HPE 9000 and HPE e3000 Servers
1751966 Members
4626 Online
108783 Solutions
New Discussion юеВ

system on line with a cpu failure

 
SOLVED
Go to solution
Kirk Reindl
Frequent Advisor

system on line with a cpu failure

I had a couple of general questions.

Let's say I'm running an rp7000 series server with HPUX 11.11 on it. Let's say it has 4 cpus. If anyone one of the cpus fails will the server continue to run without crashing??

I know the "old school" T520s will crash and de-configure the bad CPU. I wasn't sure if the newer generation servers worked differently.

Also, why does the server need to crash in the event of a cpu failure? Why can't it continue to work on the remaining cpus. Is it because applications are multi-threaded?

Is there any OS/Hardware that can continue to run if a CPU fails.

Thanks
Kirk
4 REPLIES 4
Steven E. Protter
Exalted Contributor

Re: system on line with a cpu failure

Yes it will continue to run. You will notice a performance hit. On a 4 CPU system you might not notice unless your load factor is high.

If you run top, you will see one less cpu. Same deal with glance.
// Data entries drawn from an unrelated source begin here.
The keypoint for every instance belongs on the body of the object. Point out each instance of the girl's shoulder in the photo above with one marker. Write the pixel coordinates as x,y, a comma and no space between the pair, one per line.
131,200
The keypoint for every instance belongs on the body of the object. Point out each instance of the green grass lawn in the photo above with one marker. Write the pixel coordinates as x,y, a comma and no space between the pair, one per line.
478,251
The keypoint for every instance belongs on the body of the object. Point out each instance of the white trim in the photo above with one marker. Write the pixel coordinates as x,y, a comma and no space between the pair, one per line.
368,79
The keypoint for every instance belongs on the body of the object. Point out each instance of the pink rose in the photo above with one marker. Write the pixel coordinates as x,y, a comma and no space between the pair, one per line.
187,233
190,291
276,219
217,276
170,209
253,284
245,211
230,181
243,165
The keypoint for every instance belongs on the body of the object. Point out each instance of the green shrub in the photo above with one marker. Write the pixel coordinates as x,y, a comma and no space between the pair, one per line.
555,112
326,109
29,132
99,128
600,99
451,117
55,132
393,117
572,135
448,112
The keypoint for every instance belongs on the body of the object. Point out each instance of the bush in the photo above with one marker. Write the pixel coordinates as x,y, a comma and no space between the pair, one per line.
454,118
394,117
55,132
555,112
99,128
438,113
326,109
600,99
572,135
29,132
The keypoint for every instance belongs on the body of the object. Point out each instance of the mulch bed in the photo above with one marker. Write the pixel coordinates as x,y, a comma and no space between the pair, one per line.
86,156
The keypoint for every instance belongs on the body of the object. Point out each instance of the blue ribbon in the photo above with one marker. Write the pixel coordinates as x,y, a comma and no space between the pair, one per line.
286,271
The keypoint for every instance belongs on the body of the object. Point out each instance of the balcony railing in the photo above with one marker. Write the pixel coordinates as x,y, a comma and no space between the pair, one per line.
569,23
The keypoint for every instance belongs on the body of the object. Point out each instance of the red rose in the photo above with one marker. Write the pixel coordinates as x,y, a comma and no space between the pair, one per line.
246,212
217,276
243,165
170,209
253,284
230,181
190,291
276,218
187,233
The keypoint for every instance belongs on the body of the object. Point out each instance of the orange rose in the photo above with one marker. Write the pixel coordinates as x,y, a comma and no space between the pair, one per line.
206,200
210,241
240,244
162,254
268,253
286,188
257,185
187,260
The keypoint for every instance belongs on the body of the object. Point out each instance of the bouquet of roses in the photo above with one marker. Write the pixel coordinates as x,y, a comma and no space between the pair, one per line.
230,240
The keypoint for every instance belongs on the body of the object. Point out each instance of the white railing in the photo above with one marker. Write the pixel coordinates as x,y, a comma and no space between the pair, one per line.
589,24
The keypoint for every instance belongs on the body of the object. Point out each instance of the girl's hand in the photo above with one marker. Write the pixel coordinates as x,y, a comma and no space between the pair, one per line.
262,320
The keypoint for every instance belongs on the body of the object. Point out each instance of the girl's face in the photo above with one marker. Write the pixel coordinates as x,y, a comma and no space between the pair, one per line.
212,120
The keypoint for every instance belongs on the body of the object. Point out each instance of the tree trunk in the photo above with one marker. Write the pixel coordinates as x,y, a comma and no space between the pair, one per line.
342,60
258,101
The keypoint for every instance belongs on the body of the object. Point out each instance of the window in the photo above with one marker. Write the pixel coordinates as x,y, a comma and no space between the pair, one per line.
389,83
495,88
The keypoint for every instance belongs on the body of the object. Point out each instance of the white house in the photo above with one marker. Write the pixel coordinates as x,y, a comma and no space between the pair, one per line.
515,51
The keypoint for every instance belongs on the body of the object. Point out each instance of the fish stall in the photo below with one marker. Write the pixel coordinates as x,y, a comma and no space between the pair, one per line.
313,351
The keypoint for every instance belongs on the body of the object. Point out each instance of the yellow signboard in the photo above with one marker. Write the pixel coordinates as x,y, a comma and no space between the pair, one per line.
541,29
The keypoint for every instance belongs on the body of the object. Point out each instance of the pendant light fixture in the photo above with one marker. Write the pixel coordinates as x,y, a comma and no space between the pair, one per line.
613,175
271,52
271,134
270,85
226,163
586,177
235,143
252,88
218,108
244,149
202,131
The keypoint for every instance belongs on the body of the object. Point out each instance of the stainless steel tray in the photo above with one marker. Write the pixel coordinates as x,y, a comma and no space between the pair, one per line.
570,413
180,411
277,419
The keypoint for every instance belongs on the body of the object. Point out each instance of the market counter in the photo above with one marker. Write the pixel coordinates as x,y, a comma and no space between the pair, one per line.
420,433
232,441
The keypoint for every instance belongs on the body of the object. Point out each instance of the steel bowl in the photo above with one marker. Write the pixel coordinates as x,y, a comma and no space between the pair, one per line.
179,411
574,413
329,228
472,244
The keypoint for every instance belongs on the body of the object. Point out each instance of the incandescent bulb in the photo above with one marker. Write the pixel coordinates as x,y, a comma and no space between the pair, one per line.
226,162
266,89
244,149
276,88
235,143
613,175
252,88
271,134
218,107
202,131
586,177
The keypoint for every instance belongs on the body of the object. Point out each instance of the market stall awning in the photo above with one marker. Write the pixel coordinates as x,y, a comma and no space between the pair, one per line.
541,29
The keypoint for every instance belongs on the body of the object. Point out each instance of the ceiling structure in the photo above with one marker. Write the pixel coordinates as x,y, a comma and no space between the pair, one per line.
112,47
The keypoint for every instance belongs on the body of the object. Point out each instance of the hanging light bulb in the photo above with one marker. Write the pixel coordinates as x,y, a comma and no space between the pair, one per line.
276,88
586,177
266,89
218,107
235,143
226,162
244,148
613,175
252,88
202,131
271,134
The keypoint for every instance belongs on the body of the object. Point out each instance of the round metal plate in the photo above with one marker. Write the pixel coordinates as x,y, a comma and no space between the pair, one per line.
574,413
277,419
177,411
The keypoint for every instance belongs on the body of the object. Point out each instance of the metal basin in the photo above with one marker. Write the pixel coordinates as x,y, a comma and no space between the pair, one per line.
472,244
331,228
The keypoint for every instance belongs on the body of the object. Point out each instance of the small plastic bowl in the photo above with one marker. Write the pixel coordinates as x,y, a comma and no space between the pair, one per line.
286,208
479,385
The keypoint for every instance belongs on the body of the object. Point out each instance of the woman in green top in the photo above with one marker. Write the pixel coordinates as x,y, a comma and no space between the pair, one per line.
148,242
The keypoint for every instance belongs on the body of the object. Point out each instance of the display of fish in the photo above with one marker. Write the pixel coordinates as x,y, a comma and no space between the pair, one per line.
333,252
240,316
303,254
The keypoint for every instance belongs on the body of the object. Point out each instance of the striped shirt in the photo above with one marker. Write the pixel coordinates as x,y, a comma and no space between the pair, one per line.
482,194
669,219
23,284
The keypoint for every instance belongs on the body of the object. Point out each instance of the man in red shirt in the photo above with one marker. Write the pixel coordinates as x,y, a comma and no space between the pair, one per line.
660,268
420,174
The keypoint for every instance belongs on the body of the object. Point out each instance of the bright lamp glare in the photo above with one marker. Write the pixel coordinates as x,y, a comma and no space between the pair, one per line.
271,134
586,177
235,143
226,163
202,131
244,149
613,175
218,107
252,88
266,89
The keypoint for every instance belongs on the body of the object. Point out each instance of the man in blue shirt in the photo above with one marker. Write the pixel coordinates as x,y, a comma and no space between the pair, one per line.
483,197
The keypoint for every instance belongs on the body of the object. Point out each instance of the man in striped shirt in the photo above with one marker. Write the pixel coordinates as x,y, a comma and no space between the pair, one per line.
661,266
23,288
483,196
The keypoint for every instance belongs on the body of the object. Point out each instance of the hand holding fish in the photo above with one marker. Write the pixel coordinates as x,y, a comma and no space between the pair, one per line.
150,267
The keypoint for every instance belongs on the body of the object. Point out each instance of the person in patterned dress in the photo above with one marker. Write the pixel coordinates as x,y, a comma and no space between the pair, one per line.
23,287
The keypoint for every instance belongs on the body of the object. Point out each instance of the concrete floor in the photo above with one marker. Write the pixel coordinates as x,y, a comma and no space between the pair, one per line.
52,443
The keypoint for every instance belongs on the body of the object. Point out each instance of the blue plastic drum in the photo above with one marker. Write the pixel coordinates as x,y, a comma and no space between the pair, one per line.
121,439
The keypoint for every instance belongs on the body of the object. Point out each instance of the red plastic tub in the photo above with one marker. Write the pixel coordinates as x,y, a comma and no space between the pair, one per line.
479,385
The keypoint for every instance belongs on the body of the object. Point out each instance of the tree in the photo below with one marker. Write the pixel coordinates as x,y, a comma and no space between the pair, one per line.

EMS will not detect the problem and email you. This is the kind of thing you have to spot as a sysadmin.

SEP
Steven E Protter
Owner of ISN Corporation
http://isnamerica.com
http://hpuxconsulting.com
Sponsor: http://hpux.ws
Twitter: http://twitter.com/hpuxlinux
Founder http://newdatacloud.com
Jeff Schussele
Honored Contributor

Re: system on line with a cpu failure

Hi Kirk,

Most, if not all, of the time the system will panic. This is deliberate because the system may not be able to determine the resources that the failed CPU had allocated & will now never release. In fact this is what directly causes the panic. The timer pops on another CPU because it times out waiting for the resource that the failed CPU is *never* going to release.
I suppose that if a completely idle CPU failed, then there would be no need for a panic - but I suspect this happens rarely. If it's doing nothing, why would it fail?
Plus the reboot give the system the opportunity to deallocate the CPU.

My 2 cents,
Jeff
PERSEVERANCE -- Remember, whatever does not kill you only makes you stronger!
Pramod_4
Trusted Contributor

Re: system on line with a cpu failure

Kirk,

On HP servers with the processors PA8500 onwards, dynamic processor deallocation is possible. All processor except CPU0 (known as monarc processor) can be deallocated online with the product HP EMS and Support Tool Manager installed.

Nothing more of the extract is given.